The Daniel Gross apartment purchase program
While the paper is falling all over itself to predict that the real estate market is done cooling off, Slate has a fairly entertaining characterization of the current housing market as the year 2000 Internet “this is not a bubble!” bubble.
Echoes from 2000 can also be heard in the continual false calls of a market bottom. The Web site Minyanville has documented the repeated bottom-calling attempts by National Association of Realtors economist David Lereah. Lereah believed the housing market had stabilized in March 2006 and again in April, June, October, and November.
Good, smug fun!
David Lereah, who published a book in 2005 telling readers how they could get rich participating in the endless housing boom, published a book in 2000 advising readers how they could get rich from the endless information technology boom.
Ha ha, buussted! But this is not exactly the same as the Internet bust, because in housing there are legions of people quietly pining for a crash. Generation X, we used be called. Those of us not born into prime real estate have been unable to buy any, particularly in the cities we’ve been flocking to.

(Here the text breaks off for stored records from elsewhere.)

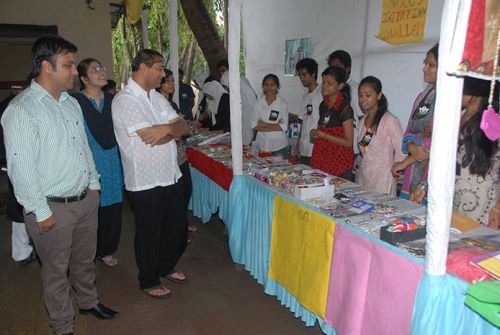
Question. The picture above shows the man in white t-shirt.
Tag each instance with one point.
(146, 125)
(307, 69)
(343, 59)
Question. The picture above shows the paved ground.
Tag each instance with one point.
(218, 299)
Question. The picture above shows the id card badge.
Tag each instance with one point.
(273, 116)
(309, 110)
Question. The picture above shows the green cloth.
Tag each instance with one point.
(484, 299)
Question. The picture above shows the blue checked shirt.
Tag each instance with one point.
(47, 149)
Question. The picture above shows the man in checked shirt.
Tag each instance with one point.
(54, 177)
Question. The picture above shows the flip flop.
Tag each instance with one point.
(166, 291)
(174, 279)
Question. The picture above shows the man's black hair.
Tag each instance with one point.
(47, 48)
(147, 57)
(343, 56)
(310, 65)
(222, 62)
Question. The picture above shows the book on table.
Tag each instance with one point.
(489, 263)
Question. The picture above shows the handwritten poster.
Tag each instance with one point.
(295, 50)
(403, 21)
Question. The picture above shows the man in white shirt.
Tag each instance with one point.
(343, 59)
(307, 69)
(248, 100)
(146, 125)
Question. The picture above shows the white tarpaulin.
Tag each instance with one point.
(331, 25)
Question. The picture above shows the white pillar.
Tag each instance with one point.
(174, 45)
(234, 14)
(445, 135)
(145, 32)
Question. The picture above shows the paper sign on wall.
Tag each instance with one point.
(403, 21)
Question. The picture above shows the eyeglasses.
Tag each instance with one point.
(98, 69)
(429, 64)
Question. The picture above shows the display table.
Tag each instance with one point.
(371, 286)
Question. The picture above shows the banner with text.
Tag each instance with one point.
(403, 21)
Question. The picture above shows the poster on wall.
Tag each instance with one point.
(403, 21)
(295, 50)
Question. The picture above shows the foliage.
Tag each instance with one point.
(159, 37)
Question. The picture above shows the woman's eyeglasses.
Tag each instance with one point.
(98, 69)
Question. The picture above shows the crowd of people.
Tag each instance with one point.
(77, 153)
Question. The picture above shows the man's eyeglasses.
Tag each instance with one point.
(98, 69)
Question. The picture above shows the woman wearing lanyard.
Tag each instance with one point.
(379, 138)
(333, 138)
(270, 118)
(417, 137)
(96, 108)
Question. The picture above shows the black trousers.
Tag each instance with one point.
(187, 186)
(109, 229)
(160, 231)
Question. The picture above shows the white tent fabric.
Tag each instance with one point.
(234, 15)
(444, 139)
(331, 25)
(174, 45)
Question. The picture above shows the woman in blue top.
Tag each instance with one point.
(96, 108)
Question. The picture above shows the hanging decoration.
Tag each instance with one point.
(482, 31)
(134, 9)
(402, 21)
(490, 122)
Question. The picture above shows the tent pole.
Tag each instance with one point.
(174, 45)
(445, 135)
(234, 13)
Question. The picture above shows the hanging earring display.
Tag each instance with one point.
(490, 122)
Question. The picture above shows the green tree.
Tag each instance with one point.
(127, 38)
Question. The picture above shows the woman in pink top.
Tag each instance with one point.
(379, 138)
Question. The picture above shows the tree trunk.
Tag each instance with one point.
(133, 41)
(183, 57)
(190, 61)
(126, 45)
(226, 23)
(158, 36)
(205, 32)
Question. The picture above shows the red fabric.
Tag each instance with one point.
(473, 49)
(332, 158)
(218, 172)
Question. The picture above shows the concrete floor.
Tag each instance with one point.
(218, 299)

Even before the housing bubble stories started trickling in we were anticipating them. You don’t need to be told that three quarters of a mil is just too damn expensive (in today’s money) for your first house. So it’s been fun to watch the old, real-estate-owning dudes at the Times wring their hands over lightly declining prices the past two years. Now we get to watch them falsely predict bottom after bottom leading up to the crash we’re dreaming of.
I don’t know about you, but I’m totally gonna wear flannel and listen to Nirvana as this shit goes down.